European-style data protection standards are coming to California.

Just as businesses around the world finish scrambling to comply with GDPR – the General Data Protection Regulation – enterprises that do business in California face a whole new challenge.

The California Consumer Privacy Act (CCPA) will be effective January 2020 and provoke sweeping changes to the way data from California consumers may be collected and used.

Although the law will technically only apply to personal data collected about consumers in California, the changes are so significant many large enterprises are taking the opposite tack: That is, developing a new privacy regime with end to end CCPA compliance baked in.

Here’s how you can prepare.

Figure Out if You’re Affected

Enterprises with any customers in California should be alert to the new standards.
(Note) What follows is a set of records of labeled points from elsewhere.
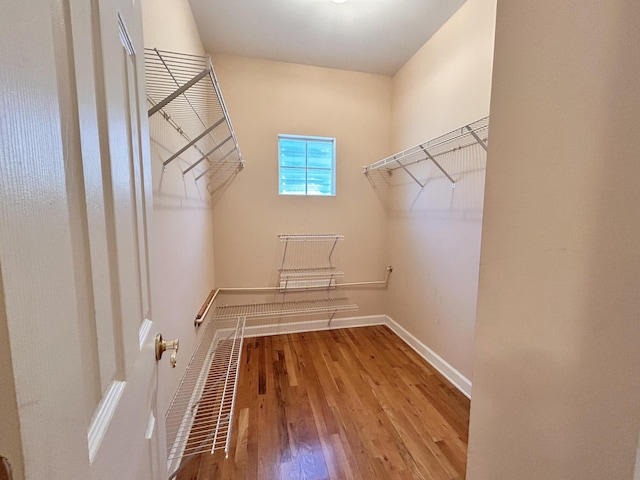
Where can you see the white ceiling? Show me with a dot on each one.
(376, 36)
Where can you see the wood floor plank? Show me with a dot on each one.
(340, 405)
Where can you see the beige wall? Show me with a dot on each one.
(10, 440)
(182, 234)
(557, 364)
(434, 234)
(266, 98)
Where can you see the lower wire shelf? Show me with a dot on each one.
(290, 308)
(200, 416)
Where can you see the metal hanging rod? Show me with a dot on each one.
(466, 136)
(183, 88)
(211, 298)
(200, 416)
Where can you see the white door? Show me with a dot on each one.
(74, 250)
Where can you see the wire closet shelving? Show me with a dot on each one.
(200, 416)
(475, 133)
(183, 88)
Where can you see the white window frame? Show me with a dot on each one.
(308, 138)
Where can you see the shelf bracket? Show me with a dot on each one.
(191, 143)
(332, 315)
(161, 104)
(410, 174)
(217, 164)
(478, 139)
(430, 157)
(193, 165)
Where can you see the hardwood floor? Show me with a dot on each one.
(340, 404)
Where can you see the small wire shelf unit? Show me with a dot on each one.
(183, 89)
(475, 133)
(307, 261)
(200, 416)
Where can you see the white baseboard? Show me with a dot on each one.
(461, 382)
(436, 361)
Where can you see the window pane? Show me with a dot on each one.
(319, 154)
(319, 182)
(292, 153)
(292, 181)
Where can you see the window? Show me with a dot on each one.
(306, 165)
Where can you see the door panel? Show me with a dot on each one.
(73, 240)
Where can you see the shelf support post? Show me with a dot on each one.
(161, 104)
(430, 157)
(219, 163)
(478, 139)
(410, 174)
(193, 165)
(191, 143)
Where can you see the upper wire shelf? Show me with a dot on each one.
(463, 137)
(286, 308)
(183, 88)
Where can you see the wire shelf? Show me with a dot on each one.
(476, 133)
(286, 308)
(307, 261)
(183, 89)
(200, 416)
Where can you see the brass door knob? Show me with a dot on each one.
(164, 345)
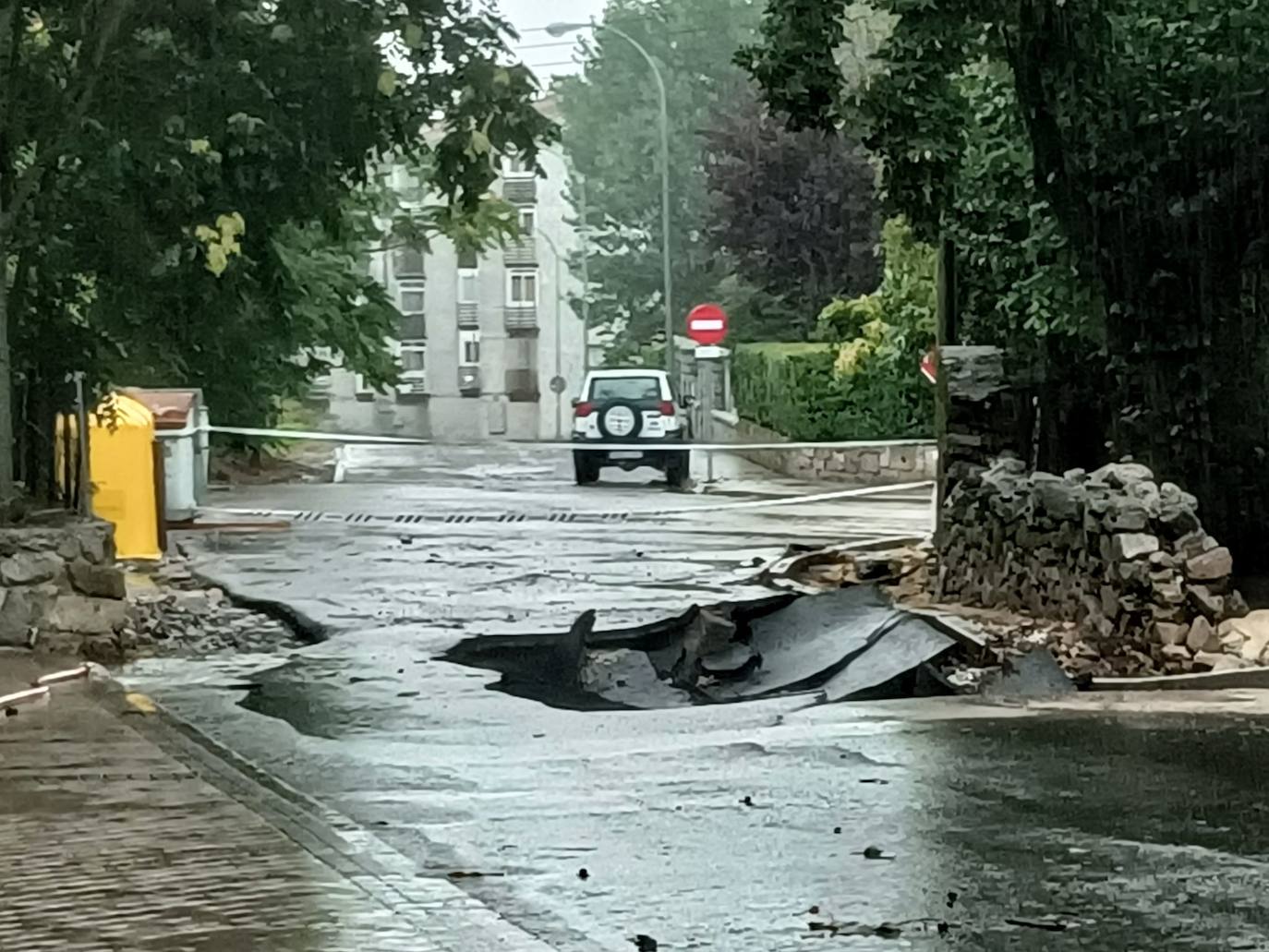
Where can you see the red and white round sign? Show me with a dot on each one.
(707, 324)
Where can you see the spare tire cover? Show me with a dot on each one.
(621, 420)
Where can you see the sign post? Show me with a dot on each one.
(707, 326)
(930, 366)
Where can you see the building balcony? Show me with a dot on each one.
(411, 386)
(521, 253)
(468, 380)
(521, 190)
(521, 321)
(522, 386)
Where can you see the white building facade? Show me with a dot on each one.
(481, 339)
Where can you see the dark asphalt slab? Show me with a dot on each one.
(715, 826)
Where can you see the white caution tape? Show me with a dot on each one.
(570, 515)
(370, 440)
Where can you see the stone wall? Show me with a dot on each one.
(60, 589)
(1113, 549)
(868, 464)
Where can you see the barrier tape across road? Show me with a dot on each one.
(369, 440)
(563, 515)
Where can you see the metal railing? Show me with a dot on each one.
(521, 319)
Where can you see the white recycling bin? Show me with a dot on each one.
(178, 428)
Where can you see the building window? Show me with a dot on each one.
(468, 342)
(514, 166)
(522, 288)
(407, 263)
(468, 291)
(413, 359)
(410, 301)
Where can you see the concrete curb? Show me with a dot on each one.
(1198, 681)
(308, 629)
(383, 874)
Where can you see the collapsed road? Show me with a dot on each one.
(852, 644)
(703, 825)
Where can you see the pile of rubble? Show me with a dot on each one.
(176, 616)
(1120, 559)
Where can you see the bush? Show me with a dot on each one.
(796, 390)
(864, 381)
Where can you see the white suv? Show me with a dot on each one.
(634, 407)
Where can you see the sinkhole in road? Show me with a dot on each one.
(849, 644)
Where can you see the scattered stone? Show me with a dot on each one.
(1129, 546)
(1211, 565)
(1202, 597)
(97, 580)
(30, 569)
(1202, 636)
(1122, 559)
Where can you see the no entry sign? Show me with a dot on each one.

You are affected if any of the following applies to you:

  • You have an annual revenue of at least $25 million.
  • You buy data on 50,000 households, individuals, or devices.
  • At least 50% of your annual revenue comes from protected consumer data.

How B2B Marketers Should Prepare for the California Consumer Privacy ActGet Ready for a Slew of New Demands

California consumers now own their data – yes, the same data you work hard to collect, cultivate, and contain – the entire time it’s in your possession. That means you need to be ready to field a whole bunch of new requests they might make relating to their property.

Start planning how you’ll do the following:

  • Share exactly what information you’ve collected on any given consumer.
  • Disclose the full list of parties to whom you’ve provided or sold that data.
  • Cease all sale of a given consumer’s personal data (“the right to opt out.”)
  • Delete their personal information from data systems under your control.
  • Provide equal service (and price) to any consumer who invokes these rights.

There is one bright spot: Unlike GDPR, which requires Europeans to affirmatively opt in for data collection, U.S. businesses will be able to continue their baseline analytics activities without opt-in. That means, for example, you can continue to monitor Web traffic as it reaches your site.

Take Basic Actions Right Away

These steps will get you off to the right start with CCPA:

  • Discuss your obligations with your legal counsel.
  • Determine what data you collect and how you store it.
  • Ensure personal data is either encrypted or redacted.
  • Review or define data management policies and roles.
  • Update your privacy policies for CCPA compliance.
  • Implement explicit opt-in gateways where appropriate.
  • Design a strategy to communicate policies to consumers.
  • If needed, hire a Chief Privacy Officer (CPO).

CCPA adherence makes an organization more trustworthy in the eyes of prospective customers. The sooner you begin, the easier it’ll be to adjust without any interruptions in service.